Qui est un jour désigné juré de Cour d’assises, a immédiatement conscience de la grande
responsabilité qu’il doit prendre ! Sa seule voix, Sa seule conviction à l’instant du vote des
douze jurés, peut envoyer quelqu’un en prison à vie ou lui rendre sa liberté sur le champ !
Comment émettre un jugement sans risque d’erreur ? Juger, en notre âme et conscience,
c’est donc apprécier des faits sans certitude absolue, pour affirmer une culpabilité ou une
innocence !

Qui dit juger, dit préalablement, penser. Et précisément, le verbe penser vient du latin
pensare, peser, juger. La balance, symbole de justice, invite à peser le pour et le contre des
choses. Il convient donc de penser avant de juger.

Penser, qu’est-ce à dire ?


La philosophie et la franc-maçonnerie dans son sillage, sont des disciplines qui nous invitent
à penser le monde. Qu’est-ce que penser ?

Platon nous répond joliment : « Penser, c’est faire place au dialogue intérieur que l’âme tient
en silence avec elle-même sur les objets qu’elle examine ».

Emmanuel Kant de son côté nous indique les trois conditions du « bien penser » :

1. Penser par soi-même (raisonner sans influences extérieures)

2. Penser en accord avec soi-même (être en auto-cohérence)

3. Penser en comprenant la pensée de l’autre (attitude empathique)

Penser, c’est donc une activité individuelle, intime, qui dans un premier temps implique
l’analyse, le doute, la critique, bref, la prise de distance sur ce qui est considéré. Tout en
comprenant la position d’autrui. C’est un processus qui, par définition, s’oppose aux réactions
de notre instinct et aux influences extérieures : l’action immédiate, la répétition de
l’identique, le « prêt à croire » circulant, le dogmatisme.

Penser, c’est créer par soi-même, en associant des idées. En quelque sorte, cette fonction
psychique consistant pour moi à incorporer le monde précité pour le ressentir, est une réponse
posée aux circonstances. A partir de mes propres perceptions sensorielles, de mes images
mentales, de mes impressions. En tenant compte de celles d’autrui, sans les copier. Avant,
dans la séquence suivante, d’agir, de passer à l’acte. Un exercice autonome respectant les
pensées extérieures. Pas facile mais possible !

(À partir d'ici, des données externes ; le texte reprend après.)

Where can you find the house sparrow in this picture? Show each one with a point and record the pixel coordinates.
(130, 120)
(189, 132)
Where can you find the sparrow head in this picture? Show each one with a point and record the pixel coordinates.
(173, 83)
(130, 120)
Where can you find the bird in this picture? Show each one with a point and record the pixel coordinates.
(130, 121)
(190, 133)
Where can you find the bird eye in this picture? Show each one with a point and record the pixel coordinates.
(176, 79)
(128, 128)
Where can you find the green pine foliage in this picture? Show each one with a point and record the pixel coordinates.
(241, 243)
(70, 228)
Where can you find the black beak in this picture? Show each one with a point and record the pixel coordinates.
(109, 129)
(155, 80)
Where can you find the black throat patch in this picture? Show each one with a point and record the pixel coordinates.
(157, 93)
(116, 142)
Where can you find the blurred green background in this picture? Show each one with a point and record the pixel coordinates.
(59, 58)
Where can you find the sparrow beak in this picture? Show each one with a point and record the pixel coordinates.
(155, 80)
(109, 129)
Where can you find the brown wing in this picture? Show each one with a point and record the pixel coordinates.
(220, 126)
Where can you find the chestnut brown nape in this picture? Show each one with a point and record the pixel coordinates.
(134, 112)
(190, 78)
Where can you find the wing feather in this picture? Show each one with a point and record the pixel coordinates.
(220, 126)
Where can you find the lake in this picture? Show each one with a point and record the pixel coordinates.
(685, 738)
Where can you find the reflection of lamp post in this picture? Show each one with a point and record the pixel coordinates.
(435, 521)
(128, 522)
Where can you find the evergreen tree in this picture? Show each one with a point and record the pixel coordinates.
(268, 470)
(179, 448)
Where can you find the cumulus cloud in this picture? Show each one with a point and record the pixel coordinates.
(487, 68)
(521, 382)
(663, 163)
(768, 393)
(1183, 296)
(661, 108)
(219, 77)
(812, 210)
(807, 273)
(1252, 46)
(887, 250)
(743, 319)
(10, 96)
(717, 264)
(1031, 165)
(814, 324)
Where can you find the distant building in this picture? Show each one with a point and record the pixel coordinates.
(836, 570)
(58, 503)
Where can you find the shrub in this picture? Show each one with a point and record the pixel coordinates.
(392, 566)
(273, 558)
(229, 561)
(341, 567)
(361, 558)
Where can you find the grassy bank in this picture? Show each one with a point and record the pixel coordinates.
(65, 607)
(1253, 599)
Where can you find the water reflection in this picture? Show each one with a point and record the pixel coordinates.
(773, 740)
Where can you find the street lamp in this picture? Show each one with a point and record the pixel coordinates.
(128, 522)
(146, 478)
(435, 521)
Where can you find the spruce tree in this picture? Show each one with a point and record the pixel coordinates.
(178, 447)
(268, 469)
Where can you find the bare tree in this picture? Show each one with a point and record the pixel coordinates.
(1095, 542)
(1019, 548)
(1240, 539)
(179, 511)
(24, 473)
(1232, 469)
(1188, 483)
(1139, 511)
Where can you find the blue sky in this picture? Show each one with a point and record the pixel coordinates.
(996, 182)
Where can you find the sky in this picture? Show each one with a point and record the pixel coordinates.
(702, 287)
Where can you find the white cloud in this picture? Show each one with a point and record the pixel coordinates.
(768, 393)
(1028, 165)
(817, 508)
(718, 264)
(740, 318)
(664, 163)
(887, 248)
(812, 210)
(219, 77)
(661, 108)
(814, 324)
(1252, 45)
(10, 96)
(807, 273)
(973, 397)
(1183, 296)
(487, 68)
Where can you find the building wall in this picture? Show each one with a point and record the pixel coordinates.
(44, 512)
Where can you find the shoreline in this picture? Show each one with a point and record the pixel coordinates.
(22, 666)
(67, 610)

En fait, nous avons appris à penser très tôt, bien avant l’âge de raison. Le petit d’homme,
même sans langage – s’il ne distingue pas encore le vrai du faux ou le beau du laid – perçoit
vite en revanche, les éléments importants de la vie sociale qui le concernent : entre autres
l’égalité et l’inégalité, le juste et l’injuste. Selon l’éducation dispensée, sont perçues
d’agréables ou de déplaisantes conduites parentales, de bons ou mauvais comportements de la
fratrie. Un amour familial également réparti ou une préférence criante ont évidemment des
effets contraires chez l’enfant. Ainsi peut s’installer un sentiment bienfaisant de justice ou, à
l’inverse, naître en lui un fort sentiment d’injustice. Le souvenir heureux ou malheureux, sous
forme de joie ou de rancune, est à même de marquer à vie l’enfant devenu adulte.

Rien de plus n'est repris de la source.